Früh­lings­kon­zer­te der Stadt­ka­pel­le Bam­berg

Stadtkapelle Bamberg

Stadt­ka­pel­le Bam­berg

Mit einem abwechs­lungs­rei­chen Pro­gramm stimm­te das Orche­ster der Stadt­ka­pel­le Bam­berg sein Publi­kum im Pfarr­zen­trum St. Hein­rich auf den Früh­ling ein. Auf die fest­li­che Eröff­nung mit „Jubi­lan­ce“ folg­te die Begrü­ßung durch 1. Vor­sit­zen­den David Köster, der dabei auch auf das 20jährige Bestehen des Ver­eins Stadt­ka­pel­le Bam­berg e.V. in die­sem Jahr 2011 hin­wies.

Im Anschluss hieß dann „Bahn Frei“ für die Musi­ke­rin­nen und Musi­ker der Stadt­ka­pel­le Bam­berg die ihre Zuhö­rer mit die­ser Pol­ka von Edu­ard Strauß auf eine rasan­te Zug­fahrt nach Wien mit­nah­men. Dort blieb man dann auch und es erklang der Wal­zer „Früh­lings­stim­men“ aus der Feder von Johann Strauß, mit dem die 36 Musi­ke­rin­nen und Musi­kern die Fröh­lich­keit und Fri­sche des Früh­lings musi­ka­lisch gekonnt zum Aus­druck brach­ten.

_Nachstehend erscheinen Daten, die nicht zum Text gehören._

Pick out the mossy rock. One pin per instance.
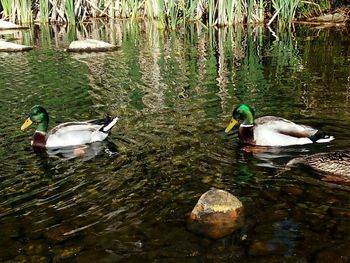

Es folg­ten mit „L’ Amistat“ ein Pasod­o­ble des spa­ni­schen Kom­po­ni­sten Fer­rer Fer­ran sowie dem „Tanz der klei­nen Schwä­ne“ aus dem Bal­lett „Schwa­nen­see“ von Tchai­kow­sky zwei Stücke, bei denen das Orche­ster unter der Lei­tung von Andrea Schockel sei­ne musi­ka­li­sche Fle­xi­bi­li­tät demon­strier­te.

Mit der „Eli­sa­beth Sere­na­de“ und dem welt­be­kann­ten Marsch „Jubel­klän­ge“ ver­ab­schie­de­te sich das Orche­ster dann schwung­voll in die Pau­se und mach­te Platz für die erst vor kur­zem mit der Städ­ti­schen Musik­schu­le Bam­berg gegrün­de­te Stadt­ju­gend­ka­pel­le Bam­berg.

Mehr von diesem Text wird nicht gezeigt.